Oct

04

2010

Trevin Wax|3:52 am CT

Thoughts on Christianity Today's Profile of Albert Mohler
Thoughts on Christianity Today's Profile of Albert Mohler avatar

The cover story of this month’s Christianity Today is a lengthy profile of Albert Mohler, president of the Southern Baptist Theological Seminary. The story is written by Molly Worthen, a writer and journalist finishing her Ph.D. at Yale. The article covers the history of the Conservative Resurgence in the Southern Baptist Convention as well as Mohler’s influence in the wider world of evangelicalism. After reading the story a few times, I wanted to weigh in with some thoughts.

First, I deplore the way that many evangelicals (particularly those in the conservative circles I run in) belittle Christianity Today.

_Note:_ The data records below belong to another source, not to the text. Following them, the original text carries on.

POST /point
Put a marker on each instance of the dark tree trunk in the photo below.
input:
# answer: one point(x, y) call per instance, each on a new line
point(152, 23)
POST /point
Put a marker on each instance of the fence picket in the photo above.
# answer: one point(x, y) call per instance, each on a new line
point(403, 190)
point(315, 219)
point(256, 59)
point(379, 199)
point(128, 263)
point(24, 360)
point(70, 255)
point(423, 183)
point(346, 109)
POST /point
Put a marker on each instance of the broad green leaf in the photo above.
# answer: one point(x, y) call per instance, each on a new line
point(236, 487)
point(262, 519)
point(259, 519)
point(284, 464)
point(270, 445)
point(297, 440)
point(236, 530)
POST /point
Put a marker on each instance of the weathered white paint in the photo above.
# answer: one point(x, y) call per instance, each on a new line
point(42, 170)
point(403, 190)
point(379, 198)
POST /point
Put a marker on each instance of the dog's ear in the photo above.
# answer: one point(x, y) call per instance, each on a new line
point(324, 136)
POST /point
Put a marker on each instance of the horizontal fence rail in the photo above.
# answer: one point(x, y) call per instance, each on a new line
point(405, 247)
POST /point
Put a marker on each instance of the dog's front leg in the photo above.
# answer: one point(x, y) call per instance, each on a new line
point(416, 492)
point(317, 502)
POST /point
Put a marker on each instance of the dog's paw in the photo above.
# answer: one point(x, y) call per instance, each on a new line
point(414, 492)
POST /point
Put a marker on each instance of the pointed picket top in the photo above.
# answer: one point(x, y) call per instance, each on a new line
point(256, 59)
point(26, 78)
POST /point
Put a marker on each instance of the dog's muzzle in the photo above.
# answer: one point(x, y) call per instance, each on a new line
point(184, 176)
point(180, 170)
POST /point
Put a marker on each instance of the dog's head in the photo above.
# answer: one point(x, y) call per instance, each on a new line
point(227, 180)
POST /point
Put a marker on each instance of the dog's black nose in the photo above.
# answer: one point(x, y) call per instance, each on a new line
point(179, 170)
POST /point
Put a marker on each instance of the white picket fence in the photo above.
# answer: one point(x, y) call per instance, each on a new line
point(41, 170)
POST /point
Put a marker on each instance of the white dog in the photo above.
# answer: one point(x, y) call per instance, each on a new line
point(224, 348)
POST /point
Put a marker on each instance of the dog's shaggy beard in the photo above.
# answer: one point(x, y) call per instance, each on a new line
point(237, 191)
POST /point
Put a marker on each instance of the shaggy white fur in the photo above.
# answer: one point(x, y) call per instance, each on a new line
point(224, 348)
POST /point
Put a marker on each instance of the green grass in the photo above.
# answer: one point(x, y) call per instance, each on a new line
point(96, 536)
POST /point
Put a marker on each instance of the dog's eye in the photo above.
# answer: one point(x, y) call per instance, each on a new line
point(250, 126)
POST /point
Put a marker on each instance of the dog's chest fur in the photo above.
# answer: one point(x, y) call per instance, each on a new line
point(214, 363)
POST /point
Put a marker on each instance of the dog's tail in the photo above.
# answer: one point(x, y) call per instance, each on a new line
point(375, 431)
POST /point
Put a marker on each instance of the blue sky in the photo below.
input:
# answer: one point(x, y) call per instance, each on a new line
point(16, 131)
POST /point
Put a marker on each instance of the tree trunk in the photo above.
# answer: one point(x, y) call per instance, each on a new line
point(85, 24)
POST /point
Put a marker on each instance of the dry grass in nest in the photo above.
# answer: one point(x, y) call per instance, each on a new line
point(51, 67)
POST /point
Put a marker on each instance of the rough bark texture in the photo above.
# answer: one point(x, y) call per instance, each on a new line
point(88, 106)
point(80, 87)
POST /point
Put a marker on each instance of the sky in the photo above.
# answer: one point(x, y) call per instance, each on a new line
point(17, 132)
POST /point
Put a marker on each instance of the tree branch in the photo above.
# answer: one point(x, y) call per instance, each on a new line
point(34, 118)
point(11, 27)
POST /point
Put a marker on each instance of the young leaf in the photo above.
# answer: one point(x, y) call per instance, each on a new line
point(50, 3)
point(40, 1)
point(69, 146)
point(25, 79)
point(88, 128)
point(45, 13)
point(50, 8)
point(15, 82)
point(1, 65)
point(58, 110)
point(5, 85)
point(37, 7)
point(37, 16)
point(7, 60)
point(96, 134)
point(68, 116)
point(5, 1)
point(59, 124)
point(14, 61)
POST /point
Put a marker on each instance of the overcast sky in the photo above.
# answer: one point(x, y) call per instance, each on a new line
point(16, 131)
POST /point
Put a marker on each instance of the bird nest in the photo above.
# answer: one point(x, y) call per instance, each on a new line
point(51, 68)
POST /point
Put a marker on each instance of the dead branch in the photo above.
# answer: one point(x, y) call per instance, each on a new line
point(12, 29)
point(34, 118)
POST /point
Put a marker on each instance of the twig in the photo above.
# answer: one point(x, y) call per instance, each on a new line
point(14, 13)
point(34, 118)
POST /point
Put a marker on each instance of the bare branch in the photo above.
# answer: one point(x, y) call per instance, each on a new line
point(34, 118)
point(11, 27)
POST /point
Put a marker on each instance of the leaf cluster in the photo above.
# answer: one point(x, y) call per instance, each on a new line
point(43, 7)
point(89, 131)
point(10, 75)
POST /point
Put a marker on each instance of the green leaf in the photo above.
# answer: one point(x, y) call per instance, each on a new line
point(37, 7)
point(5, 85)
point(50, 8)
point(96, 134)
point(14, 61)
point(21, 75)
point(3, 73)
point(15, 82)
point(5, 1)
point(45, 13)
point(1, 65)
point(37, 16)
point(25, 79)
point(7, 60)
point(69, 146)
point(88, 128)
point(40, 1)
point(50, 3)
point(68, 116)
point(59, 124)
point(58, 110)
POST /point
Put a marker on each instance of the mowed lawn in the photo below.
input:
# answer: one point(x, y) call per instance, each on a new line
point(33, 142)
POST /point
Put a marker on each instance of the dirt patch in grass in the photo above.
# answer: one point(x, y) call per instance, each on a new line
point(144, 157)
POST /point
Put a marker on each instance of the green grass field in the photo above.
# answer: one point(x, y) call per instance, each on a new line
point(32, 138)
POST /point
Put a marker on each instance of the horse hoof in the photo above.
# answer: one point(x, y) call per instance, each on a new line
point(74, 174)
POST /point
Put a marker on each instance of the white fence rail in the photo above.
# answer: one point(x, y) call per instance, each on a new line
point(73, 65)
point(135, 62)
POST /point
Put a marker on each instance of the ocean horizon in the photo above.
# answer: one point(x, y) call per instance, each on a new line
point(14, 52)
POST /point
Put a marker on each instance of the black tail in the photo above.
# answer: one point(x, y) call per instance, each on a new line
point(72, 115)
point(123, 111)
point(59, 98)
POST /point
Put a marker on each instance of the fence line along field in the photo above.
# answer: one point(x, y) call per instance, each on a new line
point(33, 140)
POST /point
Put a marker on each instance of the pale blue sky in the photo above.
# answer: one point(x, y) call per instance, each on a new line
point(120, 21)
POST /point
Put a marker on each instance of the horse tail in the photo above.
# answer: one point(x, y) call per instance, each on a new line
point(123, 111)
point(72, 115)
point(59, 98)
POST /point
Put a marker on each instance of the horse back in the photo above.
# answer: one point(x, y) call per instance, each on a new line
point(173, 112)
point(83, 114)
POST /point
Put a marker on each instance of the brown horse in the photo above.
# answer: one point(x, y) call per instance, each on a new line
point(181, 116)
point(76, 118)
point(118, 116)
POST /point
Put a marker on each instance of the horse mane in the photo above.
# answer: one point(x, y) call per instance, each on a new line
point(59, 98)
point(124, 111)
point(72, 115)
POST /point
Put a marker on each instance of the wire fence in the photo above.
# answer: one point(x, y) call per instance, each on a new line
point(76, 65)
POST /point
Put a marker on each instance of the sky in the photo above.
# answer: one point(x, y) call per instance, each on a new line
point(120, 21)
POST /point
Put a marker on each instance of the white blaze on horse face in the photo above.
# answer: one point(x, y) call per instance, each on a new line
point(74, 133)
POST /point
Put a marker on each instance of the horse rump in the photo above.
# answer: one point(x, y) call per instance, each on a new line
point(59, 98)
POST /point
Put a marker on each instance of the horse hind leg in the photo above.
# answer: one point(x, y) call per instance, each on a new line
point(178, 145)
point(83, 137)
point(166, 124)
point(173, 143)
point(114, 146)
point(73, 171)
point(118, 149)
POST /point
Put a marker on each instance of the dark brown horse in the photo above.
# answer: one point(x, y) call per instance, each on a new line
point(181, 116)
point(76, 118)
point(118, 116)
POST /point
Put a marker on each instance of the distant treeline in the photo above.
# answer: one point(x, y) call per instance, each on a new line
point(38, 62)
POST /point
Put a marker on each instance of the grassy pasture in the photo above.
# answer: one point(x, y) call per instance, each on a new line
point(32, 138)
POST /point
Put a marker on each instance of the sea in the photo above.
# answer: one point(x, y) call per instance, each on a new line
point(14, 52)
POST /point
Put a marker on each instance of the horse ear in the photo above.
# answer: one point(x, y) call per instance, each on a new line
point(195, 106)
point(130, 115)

I’ve heard the jokes: Christianity Astray, Capitulation Today etc. Some dismiss CT as if the magazine never takes strong stands based on solid biblical reflection.

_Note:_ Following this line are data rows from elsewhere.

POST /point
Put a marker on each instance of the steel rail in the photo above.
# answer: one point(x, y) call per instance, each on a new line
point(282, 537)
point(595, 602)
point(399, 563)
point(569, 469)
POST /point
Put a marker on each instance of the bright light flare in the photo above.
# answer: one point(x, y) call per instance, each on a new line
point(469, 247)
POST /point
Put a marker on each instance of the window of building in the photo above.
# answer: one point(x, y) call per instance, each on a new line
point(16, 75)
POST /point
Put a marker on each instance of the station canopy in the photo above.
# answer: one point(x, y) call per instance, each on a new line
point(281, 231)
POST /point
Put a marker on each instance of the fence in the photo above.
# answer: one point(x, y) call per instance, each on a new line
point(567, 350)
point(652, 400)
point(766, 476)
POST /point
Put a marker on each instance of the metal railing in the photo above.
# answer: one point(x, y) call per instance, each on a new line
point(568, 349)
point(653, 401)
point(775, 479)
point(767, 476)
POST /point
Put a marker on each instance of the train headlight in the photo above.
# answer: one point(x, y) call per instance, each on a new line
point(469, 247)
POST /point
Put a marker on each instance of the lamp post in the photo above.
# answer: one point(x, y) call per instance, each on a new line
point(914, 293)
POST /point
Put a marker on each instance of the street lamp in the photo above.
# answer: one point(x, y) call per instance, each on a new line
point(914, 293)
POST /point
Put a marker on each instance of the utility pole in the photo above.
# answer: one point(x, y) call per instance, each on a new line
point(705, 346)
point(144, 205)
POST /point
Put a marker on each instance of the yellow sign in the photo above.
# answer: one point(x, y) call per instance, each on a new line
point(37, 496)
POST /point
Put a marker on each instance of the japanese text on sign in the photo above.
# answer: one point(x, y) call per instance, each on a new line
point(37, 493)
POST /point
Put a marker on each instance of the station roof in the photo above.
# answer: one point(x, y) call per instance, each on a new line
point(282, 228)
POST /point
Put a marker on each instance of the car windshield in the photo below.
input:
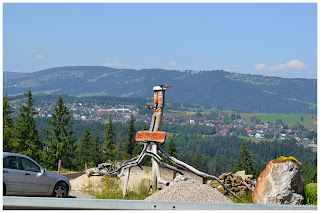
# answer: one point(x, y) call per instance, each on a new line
point(29, 165)
point(10, 162)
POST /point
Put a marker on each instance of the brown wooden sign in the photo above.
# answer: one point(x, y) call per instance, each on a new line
point(151, 136)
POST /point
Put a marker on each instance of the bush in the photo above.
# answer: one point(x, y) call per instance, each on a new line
point(310, 194)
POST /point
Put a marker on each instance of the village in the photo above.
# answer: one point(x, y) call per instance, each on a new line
point(239, 127)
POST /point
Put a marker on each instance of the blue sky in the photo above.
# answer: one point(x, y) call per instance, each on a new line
point(267, 39)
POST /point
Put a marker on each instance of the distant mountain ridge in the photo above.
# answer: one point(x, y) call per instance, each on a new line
point(245, 93)
point(8, 74)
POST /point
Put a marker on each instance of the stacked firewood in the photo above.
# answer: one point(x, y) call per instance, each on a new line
point(238, 182)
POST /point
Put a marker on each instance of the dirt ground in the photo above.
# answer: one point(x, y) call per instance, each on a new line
point(137, 178)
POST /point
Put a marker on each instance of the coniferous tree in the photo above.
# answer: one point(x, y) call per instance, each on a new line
point(130, 143)
point(197, 160)
point(27, 139)
point(60, 144)
point(7, 125)
point(109, 145)
point(245, 161)
point(171, 148)
point(144, 127)
point(85, 149)
point(96, 152)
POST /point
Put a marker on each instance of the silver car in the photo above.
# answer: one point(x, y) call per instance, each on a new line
point(24, 176)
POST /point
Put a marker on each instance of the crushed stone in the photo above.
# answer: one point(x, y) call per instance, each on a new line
point(186, 191)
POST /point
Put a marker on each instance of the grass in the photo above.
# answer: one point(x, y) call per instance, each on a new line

I have critiqued CT articles from time to time, but I don’t join the chorus of constant CT-critics. Generally speaking, the issues I sometimes have with CT’s coverage tend to be issues I have with the prevailing sentiments of evangelicalism. CT provides a snapshot of the para-church big-tent wing of evangelicalism, a tent that encompasses Christians with different views on a number of important issues. If I were to agree with everything I read in CT, I would no longer be reading the type of publication that CT seeks to be: an evangelical magazine that speaks from and to village-green evangelicalism.

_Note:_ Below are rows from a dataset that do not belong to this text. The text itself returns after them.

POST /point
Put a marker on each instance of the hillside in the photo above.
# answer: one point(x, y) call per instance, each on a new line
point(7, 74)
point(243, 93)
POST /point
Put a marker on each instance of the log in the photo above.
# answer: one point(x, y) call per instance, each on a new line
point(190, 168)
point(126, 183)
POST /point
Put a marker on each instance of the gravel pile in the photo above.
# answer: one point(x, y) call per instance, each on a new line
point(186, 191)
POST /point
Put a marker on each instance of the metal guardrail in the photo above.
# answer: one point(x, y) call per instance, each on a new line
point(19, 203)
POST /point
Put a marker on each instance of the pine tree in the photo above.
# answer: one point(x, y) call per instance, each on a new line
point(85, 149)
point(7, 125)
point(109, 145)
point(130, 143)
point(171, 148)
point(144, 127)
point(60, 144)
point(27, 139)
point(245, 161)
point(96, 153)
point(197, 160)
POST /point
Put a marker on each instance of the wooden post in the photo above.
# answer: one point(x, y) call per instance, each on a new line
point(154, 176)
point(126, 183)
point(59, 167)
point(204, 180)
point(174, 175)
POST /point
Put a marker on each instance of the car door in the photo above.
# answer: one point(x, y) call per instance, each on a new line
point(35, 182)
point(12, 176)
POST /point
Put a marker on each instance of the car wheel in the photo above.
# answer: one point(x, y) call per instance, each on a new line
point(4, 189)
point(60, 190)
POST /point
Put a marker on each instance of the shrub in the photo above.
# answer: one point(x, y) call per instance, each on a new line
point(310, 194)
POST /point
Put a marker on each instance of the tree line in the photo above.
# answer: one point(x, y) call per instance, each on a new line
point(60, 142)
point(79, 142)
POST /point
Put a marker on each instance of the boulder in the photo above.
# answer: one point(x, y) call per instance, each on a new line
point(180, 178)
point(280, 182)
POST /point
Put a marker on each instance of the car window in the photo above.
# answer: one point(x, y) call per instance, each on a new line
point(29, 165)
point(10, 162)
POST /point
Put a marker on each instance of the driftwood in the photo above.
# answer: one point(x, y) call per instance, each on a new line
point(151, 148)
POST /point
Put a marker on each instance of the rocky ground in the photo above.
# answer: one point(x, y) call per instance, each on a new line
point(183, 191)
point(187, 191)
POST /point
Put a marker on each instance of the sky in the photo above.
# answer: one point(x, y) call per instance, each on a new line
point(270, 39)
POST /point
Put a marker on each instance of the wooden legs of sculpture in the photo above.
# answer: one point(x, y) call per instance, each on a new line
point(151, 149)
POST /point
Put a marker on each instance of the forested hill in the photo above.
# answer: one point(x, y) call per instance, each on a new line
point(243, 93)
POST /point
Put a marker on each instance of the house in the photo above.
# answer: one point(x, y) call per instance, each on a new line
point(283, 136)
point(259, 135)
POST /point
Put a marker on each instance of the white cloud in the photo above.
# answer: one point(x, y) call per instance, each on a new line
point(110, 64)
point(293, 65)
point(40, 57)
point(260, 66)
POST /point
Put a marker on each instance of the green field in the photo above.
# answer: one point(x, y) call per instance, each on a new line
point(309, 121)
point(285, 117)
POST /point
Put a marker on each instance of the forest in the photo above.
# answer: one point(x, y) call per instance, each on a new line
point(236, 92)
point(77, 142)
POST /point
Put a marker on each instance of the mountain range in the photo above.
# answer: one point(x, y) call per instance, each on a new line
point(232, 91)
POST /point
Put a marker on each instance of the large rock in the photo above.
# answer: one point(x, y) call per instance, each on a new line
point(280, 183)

Enough with that. Now, on to the cover story.

When I first heard about CT doing this profile, I thought, It’s about time! Albert Mohler is highly influential in a number of circles that are, in turn, highly influential for evangelicals. When you put these different circles together, you realize just how much influence Mohler exerts. Three circles stand out:

  • The Southern Baptist Convention. (He is a denominational strategist who played an important role in the the Great Commission Resurgence, not to mention the fact that he casts the vision for the Convention’s mother seminary).
  • The Religious Right. (Though he eschews the term “culture warrior” and is more nuanced than the typical voices in conservative politics, his cultural analysis is very popular. He has become a sort of spokesman for this wing of evangelical thought.)
  • The Reformed Resurgence. (Through his leadership in Together for the Gospel, the Gospel Coalition, and his well-known Reformed theology, he has carved out a role as a guide to young Reformed types seeking church and cultural renewal.)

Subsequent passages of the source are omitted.